Venons-en à vos démêlés judiciaires en Suède. Deux femmes vous accusent de les avoir agressées sexuellement. Vous démentez. Avez-vous essayé depuis d’entrer en contact avec elles ?

Malheureusement, je n’ai pas le droit de les appeler. A cause de la procédure. Nous avons la déclaration d’un ami de ces deux femmes qui affirme qu’elles ont été incitées par la police à porter plainte contre moi. Et une information selon laquelle une des deux ne veut plus être associée à tout cela. Quant à l’autre, elle a été poussée, je dirais même acculée à porter plainte.

N’aurait-il pas été plus simple de vous rendre à la police suédoise ?

Mais j’ai répondu aux questions de la police !

Vous ne vous êtes pas rendu à un deuxième interrogatoire.

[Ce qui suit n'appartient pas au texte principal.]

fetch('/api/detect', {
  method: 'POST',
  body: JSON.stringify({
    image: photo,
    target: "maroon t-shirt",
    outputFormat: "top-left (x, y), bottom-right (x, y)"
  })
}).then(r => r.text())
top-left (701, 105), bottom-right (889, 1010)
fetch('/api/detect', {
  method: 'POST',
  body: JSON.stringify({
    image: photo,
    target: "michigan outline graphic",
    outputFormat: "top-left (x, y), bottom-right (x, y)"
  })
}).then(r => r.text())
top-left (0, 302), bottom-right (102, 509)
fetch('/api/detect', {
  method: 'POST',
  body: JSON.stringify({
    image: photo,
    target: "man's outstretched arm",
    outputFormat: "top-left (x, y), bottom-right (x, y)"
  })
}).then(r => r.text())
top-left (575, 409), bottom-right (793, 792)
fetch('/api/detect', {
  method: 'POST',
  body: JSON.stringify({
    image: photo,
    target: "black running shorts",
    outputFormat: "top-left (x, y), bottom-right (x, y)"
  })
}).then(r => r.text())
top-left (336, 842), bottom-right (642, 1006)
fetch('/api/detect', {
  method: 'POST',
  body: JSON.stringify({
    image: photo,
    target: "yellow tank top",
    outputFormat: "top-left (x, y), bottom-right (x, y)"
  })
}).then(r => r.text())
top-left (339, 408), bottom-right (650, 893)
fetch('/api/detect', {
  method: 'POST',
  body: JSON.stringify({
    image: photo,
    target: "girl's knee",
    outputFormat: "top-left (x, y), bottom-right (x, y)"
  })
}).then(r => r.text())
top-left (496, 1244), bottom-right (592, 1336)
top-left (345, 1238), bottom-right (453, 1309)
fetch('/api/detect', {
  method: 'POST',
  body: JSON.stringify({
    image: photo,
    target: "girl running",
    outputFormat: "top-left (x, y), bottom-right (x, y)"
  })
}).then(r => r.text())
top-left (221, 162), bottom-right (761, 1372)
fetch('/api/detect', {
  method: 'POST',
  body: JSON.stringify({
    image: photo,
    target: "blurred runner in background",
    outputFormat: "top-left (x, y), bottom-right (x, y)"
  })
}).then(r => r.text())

J’avais des choses à faire à Londres. Il faut bien comprendre la situation : il y a eu des abus incroyables dans cette procédure. Les poursuites avaient été abandonnées dans un premier temps mais, à cause de pressions politiques, l’affaire a été relancée. Des informations confidentielles ont été communiquées aux médias de manière illégale, mon nom jeté en pâture. Pourquoi ? Qui a fait ça ? Encore la semaine dernière, la veille de l’audience qui devait décider de ma libération condi­tionnelle, des parties du dossier, censées être secrètes, ont été données à la presse. Pourquoi, si ce n’est pour influencer le juge ? Et ce n’est qu’un exemple parmi tous les abus que contient cette affaire.

Vous croyez à une machination ?

Je ne comprends pas et cela me perturbe. Je ne suis pas accusé. Alors pourquoi tout cet argent dépensé dans cette affaire, pourquoi ces communiqués de presse, ces fuites savamment orchestrées ? Pourquoi tout cela arrive-t-il maintenant ? Quelque chose se trame en dessous de ça.

Si les Etats-Unis lancent une procédure d’extradition contre vous, avez-vous l’intention de vous rendre ou de fuir ?

De plus en plus d’Américains sont en colère contre ces appels à m’assassiner, à m’extrader. Tout dépend du peuple américain : s’il décide qu’il n’est pas tolérable d’extrader un journaliste pour espionnage, alors il n’y aura pas d’extradition.

Et si cela arrive ?

L’extradition pour espionnage est une mesure politique classique. C’est au pays hôte de décider ou non de suivre la demande d’extradition. C’est une affaire purement politique.

Qui est Julian Assange quand il n’est pas derrière un ordinateur ?

Ce n’est pas à moi de répondre à cette question ! Disons qu’un de mes livres de chevet est le “Le pavillon des cancéreux” d’Alexandre Soljenitsyne. J’aime me promener avec des chiens, pêcher, chasser, monter à cheval. Vous savez, j’ai grandi comme Tom Sawyer, dans des fermes. J’aime vivre dehors, à la campagne, comme ici. Donc j’aime beaucoup l’endroit où je me trouve aujour­d’hui, même si je ne peux pas vraiment me balader.